Originally Posted by 5axisguy While again I agree with HuFlung depending on your machine capabilities, I prefer the "high speed" method. When I rough on the 5axis machine, (keep in mind this is more of a dainty machine) I use a Hitachi high feed insert tool, for example in 4140 I would run a 25mm dia. tool at about 2300rpm's with a .025 step down with a .700 stepover at around 250 in per min. This method is best for 3d contours because the steps are kept to a minimum for the remaining toolpaths, while I use the other method for harder material, only thing is then on a 3d shape you have huge scallops to deal with later.

Since you mentioned the issue of huge stepdown staircase, OneCNC XR3 has also taken this into account and has automatic step reduction applied to any slope that needs it, so you can use a productive depth of cut all over and then the tool will quickly go just where it needs to, to reduce step down depth to your specification for the prefinish state you require. I tell you, its crazy the amount of thought and technology that they put into their high speed toolpaths

High speed toolpaths could as easily be called high volume metal removal. I don't think the paths require ultra feed rates to prove their increased metal removal compared to traditional Z level toolpaths.

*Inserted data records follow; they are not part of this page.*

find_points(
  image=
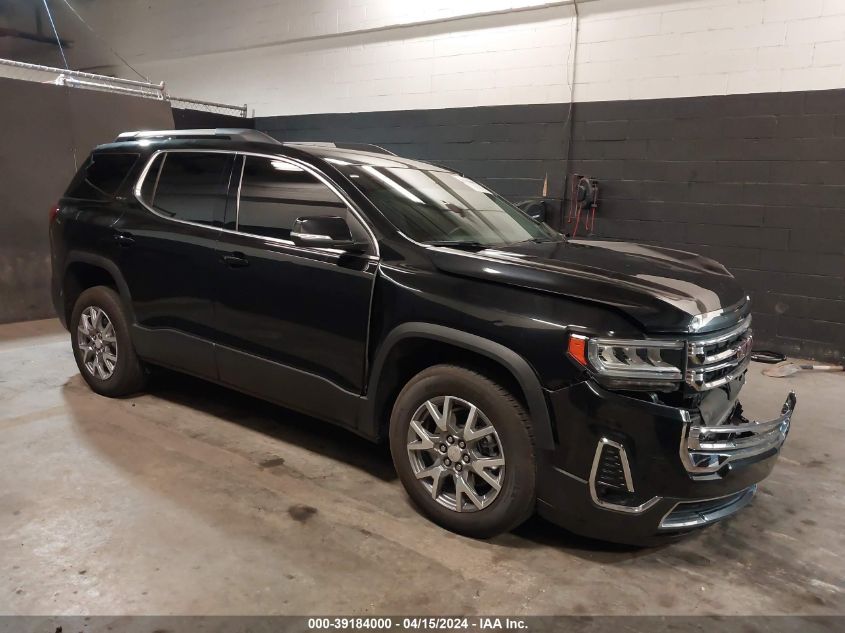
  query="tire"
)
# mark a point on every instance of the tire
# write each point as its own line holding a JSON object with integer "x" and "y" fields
{"x": 511, "y": 441}
{"x": 126, "y": 374}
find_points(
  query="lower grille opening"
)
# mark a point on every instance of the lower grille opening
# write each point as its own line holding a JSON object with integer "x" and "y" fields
{"x": 692, "y": 514}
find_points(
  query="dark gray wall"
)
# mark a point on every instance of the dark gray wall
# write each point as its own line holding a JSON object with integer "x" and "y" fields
{"x": 755, "y": 181}
{"x": 47, "y": 131}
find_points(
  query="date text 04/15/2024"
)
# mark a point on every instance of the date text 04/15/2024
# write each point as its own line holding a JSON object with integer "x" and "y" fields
{"x": 417, "y": 623}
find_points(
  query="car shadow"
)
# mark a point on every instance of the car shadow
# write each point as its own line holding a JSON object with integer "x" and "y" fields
{"x": 538, "y": 531}
{"x": 315, "y": 435}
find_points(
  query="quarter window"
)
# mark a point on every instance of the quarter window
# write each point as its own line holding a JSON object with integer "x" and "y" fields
{"x": 190, "y": 186}
{"x": 101, "y": 176}
{"x": 274, "y": 193}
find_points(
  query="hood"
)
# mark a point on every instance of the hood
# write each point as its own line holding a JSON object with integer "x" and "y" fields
{"x": 664, "y": 290}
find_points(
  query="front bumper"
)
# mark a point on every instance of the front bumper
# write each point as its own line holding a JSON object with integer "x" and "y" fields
{"x": 634, "y": 471}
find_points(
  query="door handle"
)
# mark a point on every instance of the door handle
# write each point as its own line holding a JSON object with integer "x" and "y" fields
{"x": 235, "y": 260}
{"x": 124, "y": 239}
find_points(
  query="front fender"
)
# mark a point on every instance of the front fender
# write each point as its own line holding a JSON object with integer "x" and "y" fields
{"x": 507, "y": 358}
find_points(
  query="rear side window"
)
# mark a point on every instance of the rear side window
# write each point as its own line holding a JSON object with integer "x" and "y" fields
{"x": 101, "y": 176}
{"x": 189, "y": 186}
{"x": 274, "y": 193}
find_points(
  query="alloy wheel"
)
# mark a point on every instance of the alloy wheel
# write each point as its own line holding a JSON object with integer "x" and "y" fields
{"x": 455, "y": 452}
{"x": 96, "y": 338}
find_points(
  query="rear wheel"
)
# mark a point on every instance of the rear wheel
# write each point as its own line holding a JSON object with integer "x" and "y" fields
{"x": 102, "y": 346}
{"x": 463, "y": 448}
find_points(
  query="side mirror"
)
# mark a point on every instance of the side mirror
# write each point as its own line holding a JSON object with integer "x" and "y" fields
{"x": 536, "y": 209}
{"x": 322, "y": 231}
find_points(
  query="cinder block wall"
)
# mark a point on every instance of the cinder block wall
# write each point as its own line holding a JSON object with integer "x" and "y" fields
{"x": 754, "y": 181}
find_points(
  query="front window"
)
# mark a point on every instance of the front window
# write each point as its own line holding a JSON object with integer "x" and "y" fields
{"x": 441, "y": 207}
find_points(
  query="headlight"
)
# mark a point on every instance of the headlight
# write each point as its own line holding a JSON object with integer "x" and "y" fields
{"x": 630, "y": 363}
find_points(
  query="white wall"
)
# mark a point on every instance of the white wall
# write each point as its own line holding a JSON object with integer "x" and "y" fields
{"x": 288, "y": 57}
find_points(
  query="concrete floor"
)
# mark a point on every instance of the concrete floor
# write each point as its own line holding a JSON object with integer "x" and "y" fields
{"x": 193, "y": 499}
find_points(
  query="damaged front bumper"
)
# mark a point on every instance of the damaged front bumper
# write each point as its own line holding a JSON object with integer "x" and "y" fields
{"x": 635, "y": 471}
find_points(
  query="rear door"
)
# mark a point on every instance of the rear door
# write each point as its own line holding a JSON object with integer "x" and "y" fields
{"x": 293, "y": 321}
{"x": 168, "y": 256}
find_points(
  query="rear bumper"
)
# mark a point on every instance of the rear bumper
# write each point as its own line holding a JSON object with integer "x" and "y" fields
{"x": 633, "y": 471}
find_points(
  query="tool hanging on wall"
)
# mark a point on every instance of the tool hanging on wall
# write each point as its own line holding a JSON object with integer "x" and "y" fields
{"x": 584, "y": 196}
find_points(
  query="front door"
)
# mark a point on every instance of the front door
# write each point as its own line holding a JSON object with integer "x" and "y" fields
{"x": 292, "y": 321}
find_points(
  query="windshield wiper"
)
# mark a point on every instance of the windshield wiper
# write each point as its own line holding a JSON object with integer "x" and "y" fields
{"x": 458, "y": 243}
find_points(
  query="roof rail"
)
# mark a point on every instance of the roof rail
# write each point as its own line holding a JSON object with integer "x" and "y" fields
{"x": 364, "y": 147}
{"x": 233, "y": 133}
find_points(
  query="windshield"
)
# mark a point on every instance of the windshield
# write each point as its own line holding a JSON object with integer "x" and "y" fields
{"x": 434, "y": 207}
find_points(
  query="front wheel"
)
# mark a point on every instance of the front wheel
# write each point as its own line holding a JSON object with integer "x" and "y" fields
{"x": 463, "y": 448}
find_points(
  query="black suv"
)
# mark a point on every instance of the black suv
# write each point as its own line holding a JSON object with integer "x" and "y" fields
{"x": 508, "y": 367}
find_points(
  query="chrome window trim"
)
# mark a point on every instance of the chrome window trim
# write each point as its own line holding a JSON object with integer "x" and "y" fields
{"x": 626, "y": 469}
{"x": 320, "y": 250}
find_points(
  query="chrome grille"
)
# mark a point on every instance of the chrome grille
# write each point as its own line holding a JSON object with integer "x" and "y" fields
{"x": 719, "y": 358}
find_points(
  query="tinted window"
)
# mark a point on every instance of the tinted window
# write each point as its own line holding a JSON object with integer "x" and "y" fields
{"x": 189, "y": 186}
{"x": 275, "y": 193}
{"x": 101, "y": 176}
{"x": 440, "y": 206}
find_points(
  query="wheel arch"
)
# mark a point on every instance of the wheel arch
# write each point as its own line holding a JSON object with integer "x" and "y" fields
{"x": 389, "y": 373}
{"x": 86, "y": 270}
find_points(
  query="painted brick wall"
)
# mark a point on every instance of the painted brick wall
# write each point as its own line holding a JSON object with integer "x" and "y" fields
{"x": 755, "y": 181}
{"x": 289, "y": 57}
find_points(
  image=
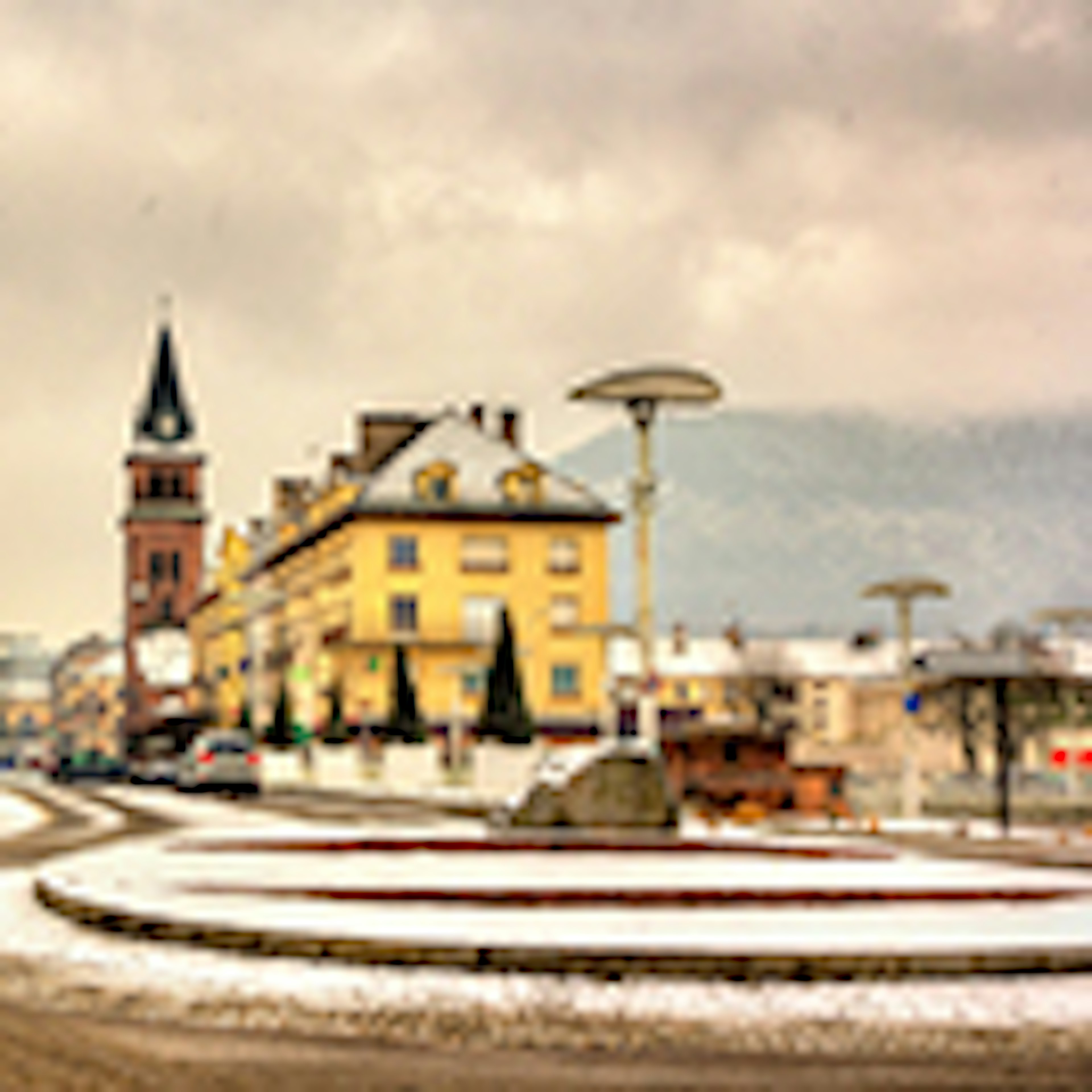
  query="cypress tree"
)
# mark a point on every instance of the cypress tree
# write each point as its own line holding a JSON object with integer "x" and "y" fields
{"x": 506, "y": 715}
{"x": 337, "y": 731}
{"x": 403, "y": 721}
{"x": 280, "y": 733}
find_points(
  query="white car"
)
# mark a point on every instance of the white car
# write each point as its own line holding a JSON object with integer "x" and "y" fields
{"x": 222, "y": 759}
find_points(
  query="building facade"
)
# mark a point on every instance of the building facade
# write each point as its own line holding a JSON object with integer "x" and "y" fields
{"x": 419, "y": 538}
{"x": 163, "y": 530}
{"x": 89, "y": 706}
{"x": 26, "y": 707}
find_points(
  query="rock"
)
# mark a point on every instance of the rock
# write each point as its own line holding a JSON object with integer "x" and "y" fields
{"x": 621, "y": 787}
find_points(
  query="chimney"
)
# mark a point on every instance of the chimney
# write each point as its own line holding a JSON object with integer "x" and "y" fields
{"x": 510, "y": 427}
{"x": 380, "y": 435}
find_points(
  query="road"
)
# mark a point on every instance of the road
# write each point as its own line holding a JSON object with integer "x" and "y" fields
{"x": 47, "y": 1050}
{"x": 78, "y": 1054}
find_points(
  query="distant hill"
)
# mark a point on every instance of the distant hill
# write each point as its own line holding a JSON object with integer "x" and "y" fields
{"x": 779, "y": 519}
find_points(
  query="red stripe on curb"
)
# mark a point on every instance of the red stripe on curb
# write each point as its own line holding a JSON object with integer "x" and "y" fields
{"x": 528, "y": 897}
{"x": 530, "y": 846}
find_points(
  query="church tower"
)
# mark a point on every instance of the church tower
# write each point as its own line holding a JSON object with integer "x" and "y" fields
{"x": 164, "y": 535}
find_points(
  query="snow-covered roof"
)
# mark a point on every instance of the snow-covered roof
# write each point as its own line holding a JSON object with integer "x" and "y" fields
{"x": 793, "y": 658}
{"x": 481, "y": 462}
{"x": 111, "y": 664}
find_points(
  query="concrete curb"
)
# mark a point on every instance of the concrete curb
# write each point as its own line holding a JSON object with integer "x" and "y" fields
{"x": 610, "y": 965}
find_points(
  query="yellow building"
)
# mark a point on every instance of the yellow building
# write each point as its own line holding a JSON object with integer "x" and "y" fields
{"x": 419, "y": 538}
{"x": 219, "y": 634}
{"x": 89, "y": 697}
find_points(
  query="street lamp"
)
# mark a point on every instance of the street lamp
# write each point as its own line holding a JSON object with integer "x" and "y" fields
{"x": 903, "y": 591}
{"x": 642, "y": 391}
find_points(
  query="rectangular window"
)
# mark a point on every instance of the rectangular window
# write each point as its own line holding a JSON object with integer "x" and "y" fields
{"x": 564, "y": 555}
{"x": 565, "y": 681}
{"x": 482, "y": 619}
{"x": 404, "y": 614}
{"x": 564, "y": 612}
{"x": 485, "y": 554}
{"x": 403, "y": 552}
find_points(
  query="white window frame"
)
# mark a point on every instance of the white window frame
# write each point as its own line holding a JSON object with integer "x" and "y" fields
{"x": 564, "y": 612}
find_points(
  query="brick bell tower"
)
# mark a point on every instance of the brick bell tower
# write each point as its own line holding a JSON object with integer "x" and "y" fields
{"x": 164, "y": 541}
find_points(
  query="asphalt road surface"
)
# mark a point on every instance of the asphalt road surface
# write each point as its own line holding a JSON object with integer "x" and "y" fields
{"x": 80, "y": 1054}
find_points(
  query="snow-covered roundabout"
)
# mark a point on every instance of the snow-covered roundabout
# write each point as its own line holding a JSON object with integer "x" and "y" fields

OneCNC's technical method means that lower horsepower machines can still utilize a greater fraction of their available horsepower for a greater percentage of the actual cutting time, because the toolpaths have eliminated the intermittent tool overloading that traditional toolpaths create. But you have to be determined to push your machine a bit more than you might be used to doing. I don't mean recklessly setting tool parameters, but you should be able to tweak a fair bit more metal removal per minute.

OneCNC's highspeed toolpaths are also somewhat rounded and curvaceous where required. This helps to smooth out high feedrate machine motion. Also, when the tool gets to an area where it loops around to widen a slot, the non-cutting portion of the loop is done at a user set "high feedrate", whatever you think your machine can handle. If the tool must travel a longer distance between different part features (while roughing one level), then the toolpaths curve up in Z just before the rapid retraction, then feed back down and curve back into the cut on the XY plane. This further promotes smooth machine motion, and looks very fluid when you witness it.

You might guess that the programs grow somewhat larger. There are some interpolated moves that add to program length, but program length can be a concern on an older machine with limited memory. However, fewer Z level repetitions can go a long ways toward reducing program length, too.

This is where OneCNC is also designed for state of the art controllers that can handle large programs and process a lot of blocks quickly. I like having 16 megs on my Haas, and never having to worry about program lengths

[kz1670]

It sounds like the toolpath is key to proper tool life and making this work. As long as you have the proper control on the machine end.